“I’ve always been fascinated by people who can put things down on paper, and I liked to listen for new ways to say old things and old ways to say new things.” — Andy Warhol
I think, based on Andy Warhol’s shoe illustrations, that he would appreciate the title of this piece. He appropriated words and images from everywhere and was a consummate master at it. Perhaps that explains my love for his soup cans and other, ordinary objects. He spins illustrations and texts into fanciful creations that cause me to look anew at commonplace items, daily routines.
His approach toward art and writing encourages my own. I rarely write in form, but I love what it can do. It, on occasion, becomes a way to say a “new thing,” to present another facet. I turn the “thing,” letting it reflect the light, letting myself find a new entry point, be it a “new way” or an old one.
The same occurs with the Write Right comics. I seldom draw Write Right or her environment according to the instructions set in the known fairytales and Shakespeare plays. I look into background information and find my own way to say a thing.

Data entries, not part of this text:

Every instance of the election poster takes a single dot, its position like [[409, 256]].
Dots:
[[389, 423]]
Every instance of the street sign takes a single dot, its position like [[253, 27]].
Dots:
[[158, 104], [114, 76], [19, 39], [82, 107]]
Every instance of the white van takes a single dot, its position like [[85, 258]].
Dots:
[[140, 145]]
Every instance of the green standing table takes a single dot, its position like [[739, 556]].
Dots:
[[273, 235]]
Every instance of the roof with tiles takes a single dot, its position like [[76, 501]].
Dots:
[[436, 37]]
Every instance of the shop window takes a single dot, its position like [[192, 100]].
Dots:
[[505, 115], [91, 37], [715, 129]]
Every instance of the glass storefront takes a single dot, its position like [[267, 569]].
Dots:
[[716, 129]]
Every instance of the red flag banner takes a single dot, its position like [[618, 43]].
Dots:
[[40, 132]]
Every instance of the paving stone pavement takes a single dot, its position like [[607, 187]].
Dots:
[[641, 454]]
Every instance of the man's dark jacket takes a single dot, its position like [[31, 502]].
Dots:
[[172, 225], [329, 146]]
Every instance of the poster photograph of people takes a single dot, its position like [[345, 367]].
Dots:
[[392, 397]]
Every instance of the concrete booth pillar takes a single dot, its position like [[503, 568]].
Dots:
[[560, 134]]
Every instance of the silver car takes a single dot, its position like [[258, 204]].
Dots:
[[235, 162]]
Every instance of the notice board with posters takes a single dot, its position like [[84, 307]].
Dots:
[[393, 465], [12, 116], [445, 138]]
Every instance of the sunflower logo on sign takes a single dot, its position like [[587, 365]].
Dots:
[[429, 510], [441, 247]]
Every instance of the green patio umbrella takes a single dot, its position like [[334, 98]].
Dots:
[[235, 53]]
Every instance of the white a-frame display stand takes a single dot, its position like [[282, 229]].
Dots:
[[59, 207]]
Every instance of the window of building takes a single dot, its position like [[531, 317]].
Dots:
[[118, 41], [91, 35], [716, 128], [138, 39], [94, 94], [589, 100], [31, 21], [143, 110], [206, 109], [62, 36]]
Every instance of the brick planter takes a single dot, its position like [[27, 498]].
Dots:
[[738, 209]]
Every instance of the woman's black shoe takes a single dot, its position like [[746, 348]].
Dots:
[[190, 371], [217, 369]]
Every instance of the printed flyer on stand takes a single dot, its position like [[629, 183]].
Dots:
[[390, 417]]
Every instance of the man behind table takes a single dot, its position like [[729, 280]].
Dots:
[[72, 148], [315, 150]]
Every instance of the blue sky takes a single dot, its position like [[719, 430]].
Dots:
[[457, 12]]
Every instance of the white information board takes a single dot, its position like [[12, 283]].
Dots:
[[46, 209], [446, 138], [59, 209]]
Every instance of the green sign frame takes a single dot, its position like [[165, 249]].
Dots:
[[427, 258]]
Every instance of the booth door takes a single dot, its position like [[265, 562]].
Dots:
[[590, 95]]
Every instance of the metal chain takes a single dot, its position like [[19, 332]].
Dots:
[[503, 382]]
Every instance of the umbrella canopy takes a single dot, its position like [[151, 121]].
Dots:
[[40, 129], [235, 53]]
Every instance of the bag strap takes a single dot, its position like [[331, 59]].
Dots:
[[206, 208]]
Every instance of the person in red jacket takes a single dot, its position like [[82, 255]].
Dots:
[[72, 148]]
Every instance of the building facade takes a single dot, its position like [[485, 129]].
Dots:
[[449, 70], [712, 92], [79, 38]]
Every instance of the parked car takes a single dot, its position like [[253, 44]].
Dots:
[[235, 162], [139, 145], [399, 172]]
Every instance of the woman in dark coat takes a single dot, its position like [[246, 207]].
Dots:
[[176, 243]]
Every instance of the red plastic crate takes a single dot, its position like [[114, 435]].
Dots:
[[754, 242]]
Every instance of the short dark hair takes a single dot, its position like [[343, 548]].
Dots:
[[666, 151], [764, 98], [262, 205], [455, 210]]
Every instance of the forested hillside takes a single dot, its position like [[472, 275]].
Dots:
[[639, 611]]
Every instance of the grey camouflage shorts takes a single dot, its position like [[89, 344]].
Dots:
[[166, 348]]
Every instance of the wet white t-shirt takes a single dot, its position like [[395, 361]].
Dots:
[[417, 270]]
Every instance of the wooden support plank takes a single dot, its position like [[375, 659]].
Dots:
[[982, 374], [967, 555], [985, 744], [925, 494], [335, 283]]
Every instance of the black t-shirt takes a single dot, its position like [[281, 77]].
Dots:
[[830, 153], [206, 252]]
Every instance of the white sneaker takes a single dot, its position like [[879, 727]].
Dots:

As I do, the comics come to life and present themselves in a new light. They enrich what has come before, nodding to it in respect even as it moves toward its own way of being. They laugh and shimmer with whimsy.
How can they not? Write Right, after all, is some form of my four-year-old self who could laugh at nothing for hours. She arises from a fascination with other people’s creative work and processes. She brings together the old and the new, something borrowed but never “blue,” (red pen, forever) and transforms them into something not yet seen, something still taking shape beneath my hands every time I sit at the table and draw.
So, thank you, Andy Warhol, for encouraging a love of the old and the new, for reminding people to look for new ways to say old things and old ways to say new things.